One of our hosting filer units has stopped responding, likely due to a hardware fault. We recommend that you do not attempt to restart your server if it is not responding, and to wait until the incident is resolved. Our teams are on site to investigate and we will keep you informed of developments.
Update: 11:38 CET (10:38 GMT): The issue involves a control head on our old storage system. A fault on the disk controller has resulted in an interruption of service. We are currently recovering the storage volume.
Update 12:12 CET (11:12 GMT): We have corrected a kernel bug which in the event of a hard fault on the controller, will enable use to resolve the situation rapidly. We will be restarting the service shortly.
Update 13:01 CET (12:01 GMT): We have restarted the service on this filer. We are monitoring the controller for now, and will apply a patch during the afternoon which will incur a brief outage of this filer which is not expected to last more than a minute.
We have experienced a partial power failure at Equinix PA2 at 10:07 CEST this morning. The power failure lasted a few seconds, but had a knock-on effect on some equipment, notably some older generation equipment with single power supply causing them to reboot, and lose network connectivity with some backend services.

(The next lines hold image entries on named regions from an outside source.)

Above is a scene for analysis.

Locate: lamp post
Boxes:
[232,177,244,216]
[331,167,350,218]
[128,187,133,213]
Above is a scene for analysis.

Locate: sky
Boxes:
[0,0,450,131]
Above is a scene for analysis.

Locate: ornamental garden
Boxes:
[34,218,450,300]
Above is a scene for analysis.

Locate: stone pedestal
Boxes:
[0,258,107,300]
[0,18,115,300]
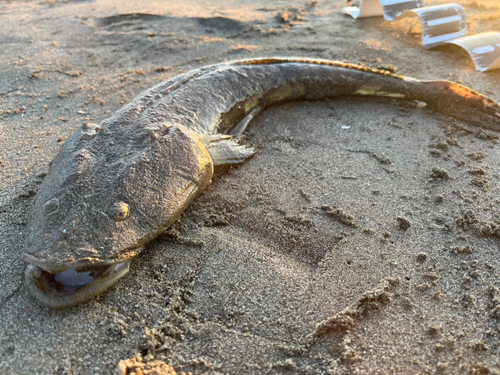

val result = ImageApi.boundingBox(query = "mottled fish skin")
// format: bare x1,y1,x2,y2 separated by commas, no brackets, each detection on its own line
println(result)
24,58,500,307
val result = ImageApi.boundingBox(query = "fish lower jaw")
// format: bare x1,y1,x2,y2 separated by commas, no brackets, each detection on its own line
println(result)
24,263,130,309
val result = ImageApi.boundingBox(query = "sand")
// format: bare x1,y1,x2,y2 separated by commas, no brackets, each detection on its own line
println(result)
0,0,500,374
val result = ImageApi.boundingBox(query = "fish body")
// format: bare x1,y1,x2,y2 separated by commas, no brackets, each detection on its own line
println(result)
24,58,500,308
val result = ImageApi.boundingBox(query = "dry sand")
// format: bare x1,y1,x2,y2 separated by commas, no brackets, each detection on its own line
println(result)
0,0,500,374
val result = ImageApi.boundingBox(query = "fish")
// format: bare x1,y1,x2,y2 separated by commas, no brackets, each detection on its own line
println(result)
24,57,500,309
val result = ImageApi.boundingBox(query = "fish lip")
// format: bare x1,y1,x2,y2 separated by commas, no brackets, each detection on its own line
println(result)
23,248,142,274
24,263,130,309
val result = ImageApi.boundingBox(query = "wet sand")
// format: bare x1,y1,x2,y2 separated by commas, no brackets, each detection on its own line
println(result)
0,1,500,374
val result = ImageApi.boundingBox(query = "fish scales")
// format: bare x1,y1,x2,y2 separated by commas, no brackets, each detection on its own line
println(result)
24,58,500,308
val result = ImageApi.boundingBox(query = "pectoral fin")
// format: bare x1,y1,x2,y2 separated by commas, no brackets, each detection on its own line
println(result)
226,107,261,137
205,134,255,169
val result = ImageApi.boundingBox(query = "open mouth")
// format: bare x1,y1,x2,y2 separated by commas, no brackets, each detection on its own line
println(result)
25,263,130,308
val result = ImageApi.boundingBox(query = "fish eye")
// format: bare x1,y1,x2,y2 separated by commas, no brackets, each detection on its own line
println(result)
110,202,129,221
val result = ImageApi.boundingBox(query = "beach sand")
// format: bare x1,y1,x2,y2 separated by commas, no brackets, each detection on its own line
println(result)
0,0,500,374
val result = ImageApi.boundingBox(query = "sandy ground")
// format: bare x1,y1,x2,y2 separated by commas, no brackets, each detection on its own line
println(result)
0,0,500,374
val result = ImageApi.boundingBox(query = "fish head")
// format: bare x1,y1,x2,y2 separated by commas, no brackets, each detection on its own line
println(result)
24,124,213,308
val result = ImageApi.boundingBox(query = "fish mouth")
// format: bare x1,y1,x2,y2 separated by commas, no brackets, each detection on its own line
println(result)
25,263,130,309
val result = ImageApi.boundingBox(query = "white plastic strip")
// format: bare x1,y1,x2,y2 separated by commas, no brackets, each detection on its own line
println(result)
342,0,500,72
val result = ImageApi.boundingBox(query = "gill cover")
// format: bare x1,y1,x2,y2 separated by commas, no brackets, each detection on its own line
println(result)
24,124,213,272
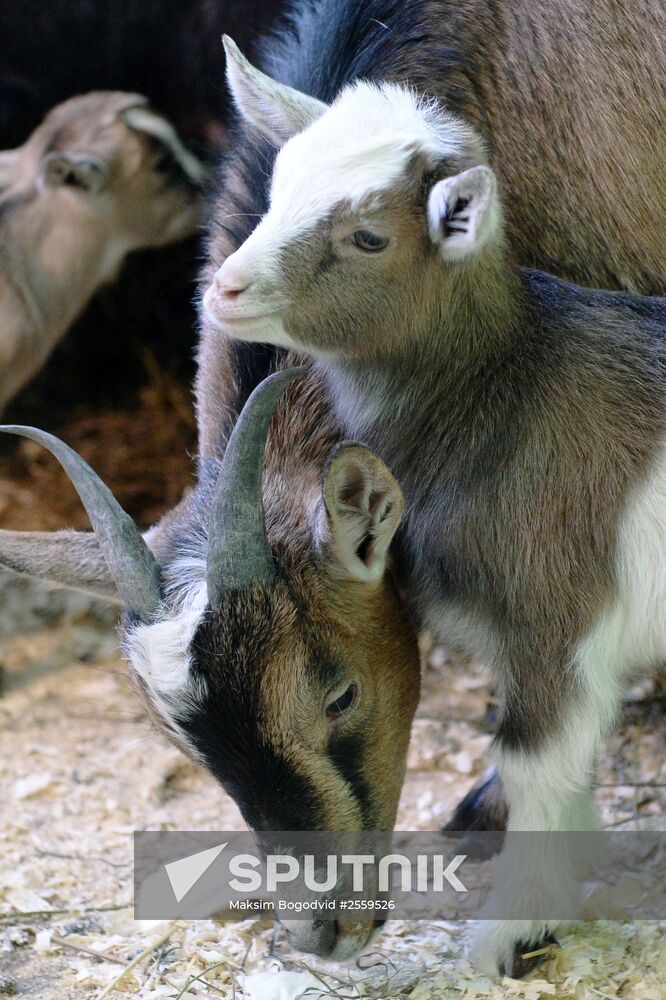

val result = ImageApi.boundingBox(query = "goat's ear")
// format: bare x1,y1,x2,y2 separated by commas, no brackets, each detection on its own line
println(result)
0,531,122,604
223,35,328,146
317,441,404,582
41,153,108,194
428,166,499,261
0,149,21,191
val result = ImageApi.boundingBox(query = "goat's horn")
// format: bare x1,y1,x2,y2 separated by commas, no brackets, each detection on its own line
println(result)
0,425,161,621
206,368,304,606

Our teams are working to restore all affected services.
Due to large DDoS attacks against hosts within the Gandi Network, network connectivity is suboptimal. We are seeing peak traffic in excess of 30Gbps as part of this attack. We are attempting to mitigate the effects of this attack, but some of these actions will result in sub-optimal routing between the Gandi network and some of our customers as long as the attacks persist.
Snapshots now use 50% less quota than before, and since the use of quota is divided in half, the operation is twice as fast!
This also means that you don't need as much available quota as before in order to take a Snapshot. For example, before, if you wanted to take a snapshot of a 10GB disk, you would have to have 10GB of unused quota available in your account. At present, however, for the same disk, you just need 5GB free.
The problem encountered yesterday on a hosting filer is occuring on another unit since 13:45 (GMT). We had planned a maintenance window to apply yesterdays patch across all storage unites, but due to this urgent situation we will be applying the patch immediately to the affected filer, and then on the remaining ones as quickly as possible.
Once again we apologise for the inconvenience caused.
14:30 GMT (7:30 AM CET): The patch is installed, and the filer is rebooting
14:38 GMT (7:38 AM CET): The filer has rebooted, we are inspecting the affected servers
15:17 GMT (8:17 AM CET): The service has returned to nominal operation and this emergency maintenance has been completed.
In view of the last two incidents, we are going to proceed with an urgent preventative maintenance operation on the platform's other storage hardware. Please do not reboot your servers during the maintenance: after 15 to 20 minutes of I/O loss, your service will return automatically.
Please accept our apologies for any inconvenience this may cause.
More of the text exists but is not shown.